Recently Katie Kent added a comment to the discussion following last July’s Intellect post. She wrote:
I have just come to realize why i define myself as a quaker: it is a spiritual discipline and practice, rather than a set of beliefs.
To me, “Rising to Unity” is the listening for, and awareness of “That Which Is” … a place to grow the Light Inside … and to do this, I need to be drawn aside into the Silence.
Words, Thoughts and Beliefs are inadequate to this Knowingness / No-Thing-ness …
Katie’s comment resonates with my observation early in that post:
Human beings tend to miss out on most of their own experience, because they try to put it into words.

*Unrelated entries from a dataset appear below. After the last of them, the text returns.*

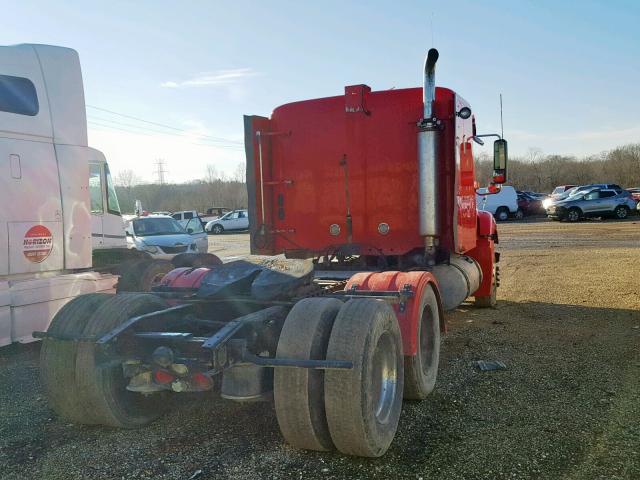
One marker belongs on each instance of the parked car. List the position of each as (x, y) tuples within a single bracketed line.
[(560, 189), (195, 228), (596, 202), (502, 204), (214, 213), (528, 205), (576, 189), (160, 236), (236, 220), (635, 193)]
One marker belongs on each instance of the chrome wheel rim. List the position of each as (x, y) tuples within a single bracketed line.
[(384, 377)]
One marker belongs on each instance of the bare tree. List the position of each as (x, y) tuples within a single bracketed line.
[(126, 179)]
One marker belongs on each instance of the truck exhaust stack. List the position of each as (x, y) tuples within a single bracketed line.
[(427, 159)]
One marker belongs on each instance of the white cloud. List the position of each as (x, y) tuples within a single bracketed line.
[(186, 157), (221, 78)]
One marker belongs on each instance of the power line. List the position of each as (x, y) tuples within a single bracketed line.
[(197, 137), (92, 122), (219, 139), (160, 171)]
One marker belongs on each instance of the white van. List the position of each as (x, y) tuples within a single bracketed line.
[(501, 205)]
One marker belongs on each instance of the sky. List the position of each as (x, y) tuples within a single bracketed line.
[(172, 80)]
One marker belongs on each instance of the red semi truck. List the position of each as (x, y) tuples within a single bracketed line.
[(371, 197)]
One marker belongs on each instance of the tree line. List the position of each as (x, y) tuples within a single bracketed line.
[(215, 190), (542, 173), (534, 172)]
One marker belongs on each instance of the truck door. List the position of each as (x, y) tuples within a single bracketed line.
[(97, 205), (112, 224), (31, 229)]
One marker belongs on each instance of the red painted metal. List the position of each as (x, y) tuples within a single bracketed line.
[(396, 281), (484, 253), (368, 141)]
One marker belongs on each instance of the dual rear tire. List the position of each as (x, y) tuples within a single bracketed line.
[(82, 385), (355, 411)]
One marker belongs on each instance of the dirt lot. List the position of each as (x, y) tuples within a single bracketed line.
[(567, 406)]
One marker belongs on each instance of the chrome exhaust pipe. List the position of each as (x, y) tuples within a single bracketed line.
[(427, 158)]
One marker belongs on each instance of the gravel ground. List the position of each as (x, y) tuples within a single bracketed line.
[(567, 406)]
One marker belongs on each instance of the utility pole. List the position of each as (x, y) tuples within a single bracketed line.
[(160, 171)]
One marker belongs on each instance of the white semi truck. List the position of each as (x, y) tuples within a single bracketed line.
[(61, 232)]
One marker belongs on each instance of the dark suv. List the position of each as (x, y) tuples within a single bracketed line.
[(598, 202)]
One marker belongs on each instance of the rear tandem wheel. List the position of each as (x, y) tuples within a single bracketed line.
[(101, 384), (58, 357), (363, 404), (421, 369), (299, 392)]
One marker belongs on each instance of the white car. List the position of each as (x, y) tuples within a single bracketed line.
[(236, 220), (162, 237), (502, 204)]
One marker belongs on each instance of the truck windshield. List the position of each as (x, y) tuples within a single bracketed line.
[(143, 227)]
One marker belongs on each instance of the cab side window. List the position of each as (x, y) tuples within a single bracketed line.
[(18, 95), (95, 189)]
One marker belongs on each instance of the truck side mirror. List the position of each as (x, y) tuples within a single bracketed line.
[(500, 161)]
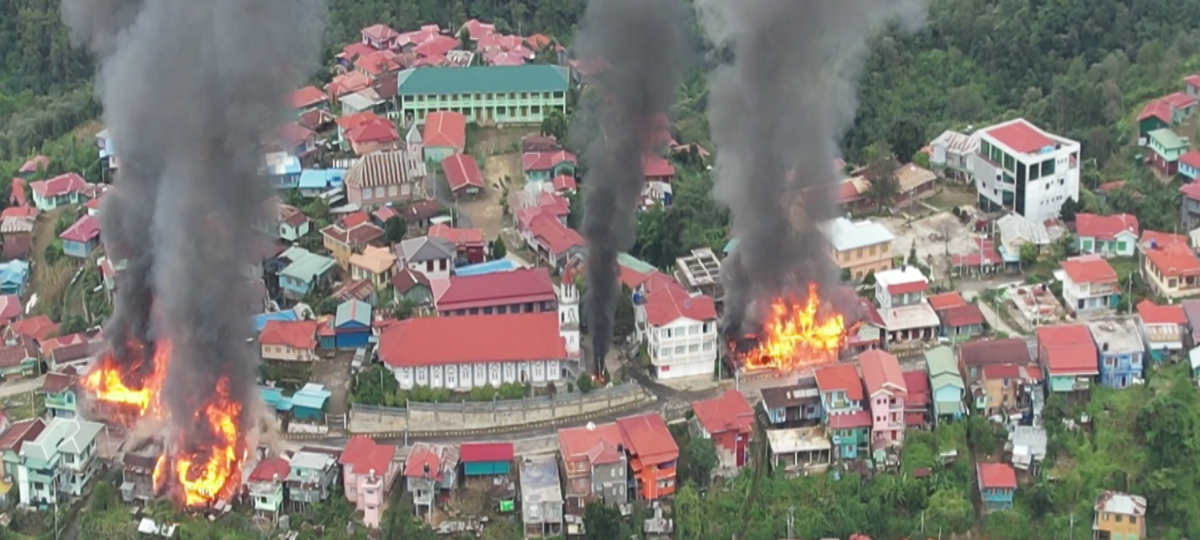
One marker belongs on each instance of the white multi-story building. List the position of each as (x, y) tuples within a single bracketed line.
[(678, 328), (1026, 171)]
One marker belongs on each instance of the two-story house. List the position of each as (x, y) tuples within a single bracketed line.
[(594, 465), (543, 167), (945, 383), (11, 439), (82, 238), (351, 235), (1114, 235), (886, 395), (61, 391), (678, 328), (1121, 351), (997, 485), (1173, 270), (267, 486), (1068, 359), (59, 461), (293, 341), (1165, 149), (375, 264), (841, 402), (729, 423), (59, 191), (311, 478), (429, 471), (952, 155), (1119, 516), (521, 291), (906, 316), (653, 455), (541, 497), (1162, 329), (304, 273), (1090, 285), (859, 247), (369, 471), (430, 256), (793, 406)]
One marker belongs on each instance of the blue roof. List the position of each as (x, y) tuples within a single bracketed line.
[(15, 271), (311, 396), (490, 267), (261, 319), (321, 179)]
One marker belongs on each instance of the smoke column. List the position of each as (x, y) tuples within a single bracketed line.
[(643, 42), (781, 105), (189, 90)]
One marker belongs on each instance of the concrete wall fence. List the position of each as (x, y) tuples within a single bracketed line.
[(496, 415)]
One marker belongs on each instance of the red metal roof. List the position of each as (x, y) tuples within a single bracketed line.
[(1153, 313), (850, 421), (881, 370), (430, 341), (295, 334), (917, 383), (946, 300), (1105, 227), (1175, 261), (1068, 349), (667, 301), (844, 378), (1157, 108), (270, 468), (462, 172), (1021, 137), (996, 477), (1089, 269), (909, 287), (520, 286), (305, 97), (445, 129), (648, 439), (84, 231), (731, 412), (477, 453)]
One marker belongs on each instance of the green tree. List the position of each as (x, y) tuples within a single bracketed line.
[(395, 229), (498, 250)]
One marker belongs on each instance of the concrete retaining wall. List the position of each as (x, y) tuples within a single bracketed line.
[(432, 418)]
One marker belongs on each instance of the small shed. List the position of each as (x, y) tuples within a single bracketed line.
[(310, 402), (352, 324), (486, 459)]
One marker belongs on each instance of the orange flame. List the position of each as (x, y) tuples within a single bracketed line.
[(798, 335), (203, 475)]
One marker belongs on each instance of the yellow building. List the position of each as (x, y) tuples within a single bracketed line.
[(1120, 516), (861, 247)]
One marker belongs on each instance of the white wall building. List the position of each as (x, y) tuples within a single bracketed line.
[(1026, 171), (461, 353), (678, 328)]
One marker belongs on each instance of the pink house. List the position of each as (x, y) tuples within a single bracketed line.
[(369, 472), (886, 393)]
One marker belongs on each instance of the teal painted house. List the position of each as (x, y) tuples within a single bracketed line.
[(310, 402), (485, 95), (997, 485), (486, 459)]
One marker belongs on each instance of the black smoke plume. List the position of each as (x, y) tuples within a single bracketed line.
[(190, 90), (643, 45), (777, 112)]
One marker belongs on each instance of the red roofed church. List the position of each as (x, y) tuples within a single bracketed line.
[(461, 353)]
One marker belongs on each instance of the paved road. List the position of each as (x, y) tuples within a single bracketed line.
[(21, 387)]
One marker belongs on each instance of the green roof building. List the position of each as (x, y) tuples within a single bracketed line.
[(484, 94)]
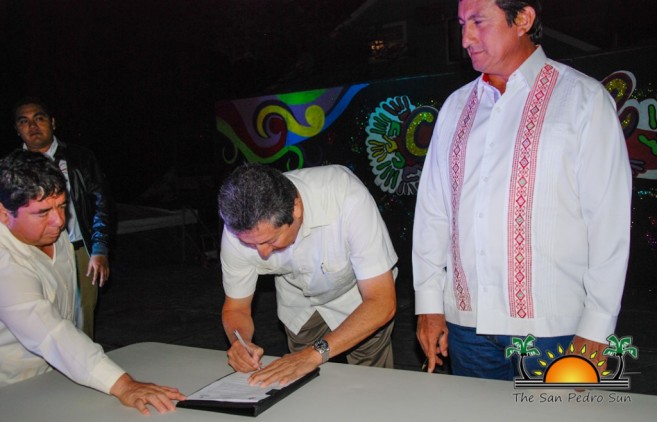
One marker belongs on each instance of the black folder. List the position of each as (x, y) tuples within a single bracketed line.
[(248, 409)]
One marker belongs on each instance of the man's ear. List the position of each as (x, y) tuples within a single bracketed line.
[(297, 212), (4, 214), (525, 20)]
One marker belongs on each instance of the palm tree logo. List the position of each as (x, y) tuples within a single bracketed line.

Quaker universalism has its historical roots in the first Friends’ practice of diving beneath the shimmering surface of beliefs into the nameless depth of the ocean of Light.
But what is “belief”?
For some, “belief” means being able to subscribe to a normative set of doctrinal statements. As a Lutheran teenager, I was able to confirm publicly that all of my conscious understanding of Jesus could be summed up in the words of the Apostles’ Creed, the Lord’s Prayer and so on.
For others, “belief” refers to a wordless certainty arising from inner experience, a Knowingness/No-Thing-ness, to use Katie’s poetry. As an adult Quaker, I am certain inwardly that Jesus—both the historical man and the sacred archetype—is the perfect type of human being who shepherds me through life, yet I cannot confirm this publicly, because it is experimental knowledge, not conceptual knowledge.
In your own usage, what do you understand the term “belief” to meaning? What different meanings might it have?
Is “belief” something which must be agreed to? Is it something to be experienced in a way which transcends the possibility of agreement?
How do notions of “belief” and of “universalism” come into play with each other?